TheWrap: What was the toughest thing you had to do this season?
Alfonso Gomez-Rejon: Finishing the last episode of the “Coven” season, “The Seven Wonders,” was definitely the toughest thing. It was an impossible — undoable — schedule, resolving every storyline, with heavy VFX, stunts, etc. But we had a hard out at 4 a.m. Hours later, actors would be on planes and sets would be taken down. I had two full crews going in adjoining soundstages. I’d run back and forth between them, setting up a shot here, shooting there, changing the cast on set and rushing them back to the other stage, and so on. We finally wrapped a few minutes shy of 4 thanks to the heroic work of every department, particularly my VFX supervisor, who was directing the 2nd unit. Our last shot was Frances Conroy as Myrtle throwing glitter in the air (for the Stevie Nicks “video” opening of the episode). A surreal but poignant ending to the show followed by a lot of champagne.
What was the most fun thing you had to do this season?
Directing Stevie Nicks — things like that just don’t happen in real life. I stopped by her trailer in the morning to introduce myself and within minutes she was singing “Rhiannon” a cappella to me. She was fun, generous, humble and a great raconteur. I’m especially proud of her final scene as she plays “Has Anyone Ever Written Anything For You” to Jessica Lange‘s Fiona Goode. It’s so touching that you forget that she just drowned someone in a bathtub.
Let’s assume that somebody has never seen your show. What would you say to persuade them to watch it?
There has never been anything like it on television. It’s a hyper-real, cinematic experience showcasing some of our greatest living actors, writers and craftsmen working in the industry. You’ll be hooked after one episode, even if you hate horror.
Say you’re an Emmy voter, and you can’t vote for yourself or your show. Who’s at the top of your ballot?
Ryan Murphy. He gave me my first “directed by” credit with an episode of “Glee” in its first season, and he’s nurtured my career ever since. Plus “The Normal Heart” was masterfully directed. He and Fred Armisen are geniuses.
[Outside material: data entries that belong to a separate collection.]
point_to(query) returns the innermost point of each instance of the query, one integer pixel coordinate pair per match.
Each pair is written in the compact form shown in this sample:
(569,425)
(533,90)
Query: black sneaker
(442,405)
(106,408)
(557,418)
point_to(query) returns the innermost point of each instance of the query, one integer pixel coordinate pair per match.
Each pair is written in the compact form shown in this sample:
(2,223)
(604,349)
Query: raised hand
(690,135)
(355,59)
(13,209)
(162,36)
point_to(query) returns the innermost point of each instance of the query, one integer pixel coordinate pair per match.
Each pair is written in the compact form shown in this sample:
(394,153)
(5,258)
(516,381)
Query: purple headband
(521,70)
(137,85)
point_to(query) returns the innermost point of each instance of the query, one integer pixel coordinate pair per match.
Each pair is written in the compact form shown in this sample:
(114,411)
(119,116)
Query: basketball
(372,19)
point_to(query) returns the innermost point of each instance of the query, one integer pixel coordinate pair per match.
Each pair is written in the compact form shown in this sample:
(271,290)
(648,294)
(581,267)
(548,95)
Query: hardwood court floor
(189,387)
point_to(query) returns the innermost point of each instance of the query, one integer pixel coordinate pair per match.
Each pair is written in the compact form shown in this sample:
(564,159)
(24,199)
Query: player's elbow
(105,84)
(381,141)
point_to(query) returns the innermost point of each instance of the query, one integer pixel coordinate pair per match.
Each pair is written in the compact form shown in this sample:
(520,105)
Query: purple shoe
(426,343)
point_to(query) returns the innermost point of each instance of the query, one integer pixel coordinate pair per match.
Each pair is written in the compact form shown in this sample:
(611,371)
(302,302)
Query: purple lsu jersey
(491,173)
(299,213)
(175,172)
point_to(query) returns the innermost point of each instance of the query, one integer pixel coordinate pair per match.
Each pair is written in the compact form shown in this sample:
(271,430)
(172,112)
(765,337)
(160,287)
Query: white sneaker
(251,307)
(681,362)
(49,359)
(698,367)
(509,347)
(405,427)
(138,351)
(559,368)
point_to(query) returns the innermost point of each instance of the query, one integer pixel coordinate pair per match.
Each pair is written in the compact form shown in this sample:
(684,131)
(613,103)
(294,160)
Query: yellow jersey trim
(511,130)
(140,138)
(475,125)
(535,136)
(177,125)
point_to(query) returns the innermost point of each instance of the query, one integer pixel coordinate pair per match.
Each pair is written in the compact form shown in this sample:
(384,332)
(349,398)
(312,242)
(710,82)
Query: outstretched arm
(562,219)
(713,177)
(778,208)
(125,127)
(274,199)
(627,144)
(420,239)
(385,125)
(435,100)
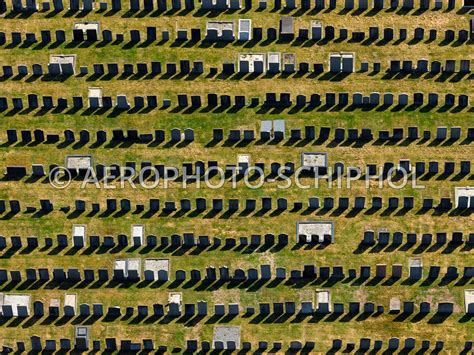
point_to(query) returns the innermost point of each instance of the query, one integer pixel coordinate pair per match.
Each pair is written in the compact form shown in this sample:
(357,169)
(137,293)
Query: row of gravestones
(147,345)
(187,240)
(398,238)
(345,134)
(340,100)
(424,66)
(306,347)
(296,134)
(201,309)
(223,273)
(197,171)
(374,99)
(80,345)
(105,102)
(385,35)
(222,5)
(116,135)
(445,204)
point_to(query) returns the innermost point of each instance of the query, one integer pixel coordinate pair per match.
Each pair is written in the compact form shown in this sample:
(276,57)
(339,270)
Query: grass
(348,228)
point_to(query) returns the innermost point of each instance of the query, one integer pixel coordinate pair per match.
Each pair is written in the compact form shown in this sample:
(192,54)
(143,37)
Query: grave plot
(236,176)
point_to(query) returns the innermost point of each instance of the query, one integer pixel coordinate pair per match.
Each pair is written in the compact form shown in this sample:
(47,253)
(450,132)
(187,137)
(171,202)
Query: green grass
(348,229)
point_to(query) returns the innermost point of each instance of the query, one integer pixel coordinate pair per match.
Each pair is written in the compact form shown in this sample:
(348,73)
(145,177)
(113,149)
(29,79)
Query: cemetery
(236,176)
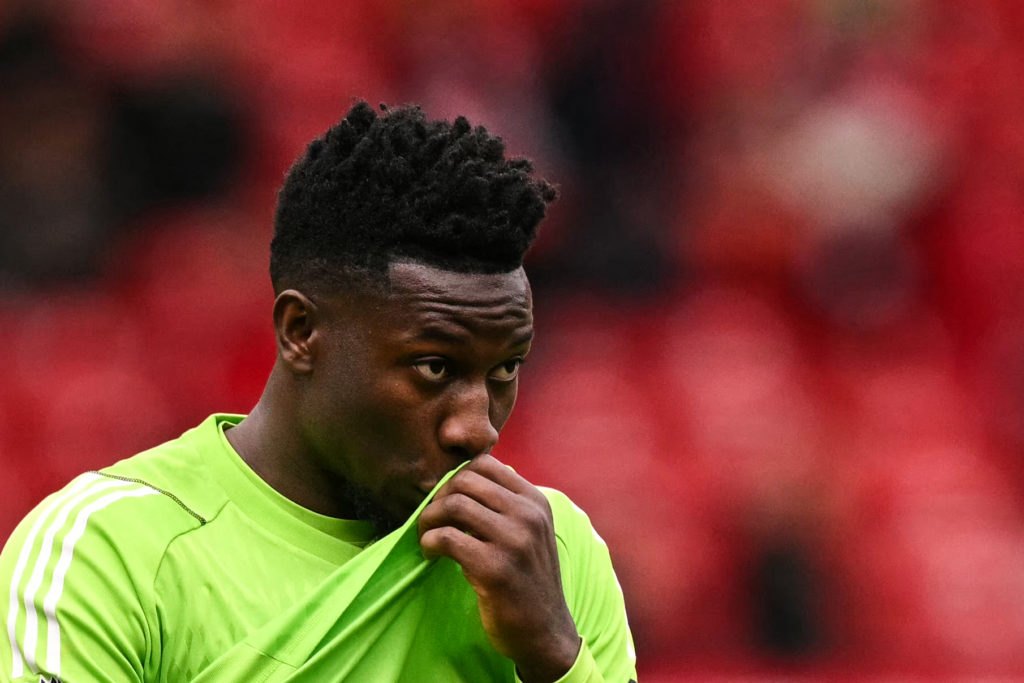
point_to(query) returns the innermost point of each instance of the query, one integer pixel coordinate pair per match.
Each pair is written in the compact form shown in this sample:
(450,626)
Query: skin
(377,394)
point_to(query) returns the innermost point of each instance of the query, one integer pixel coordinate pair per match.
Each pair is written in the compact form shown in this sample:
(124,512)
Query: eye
(507,371)
(434,370)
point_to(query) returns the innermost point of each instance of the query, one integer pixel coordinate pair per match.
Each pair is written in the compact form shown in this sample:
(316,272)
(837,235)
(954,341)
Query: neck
(269,442)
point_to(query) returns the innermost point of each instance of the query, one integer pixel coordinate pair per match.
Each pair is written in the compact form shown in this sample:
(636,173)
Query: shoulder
(112,525)
(572,525)
(79,571)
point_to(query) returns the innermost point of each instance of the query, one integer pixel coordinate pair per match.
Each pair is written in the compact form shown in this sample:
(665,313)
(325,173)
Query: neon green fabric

If you could work on any other show, what would it be?
A camera operator on “Portlandia.”
What was the last TV show you binge-watched? How many episodes did you see in a sitting?
A couple of months of “CBS Sunday Morning” in a day.
Is this the Golden Age of Television?
Yes. Certainly the new Golden Age. Genres and formulas are being reinvented, even how we watch is new — we program ourselves. The material is rich, inventive. It’s where you the best actors and writers are working, where directors can have a point of view. There are just so many shows out there that it’s impossible to watch them all.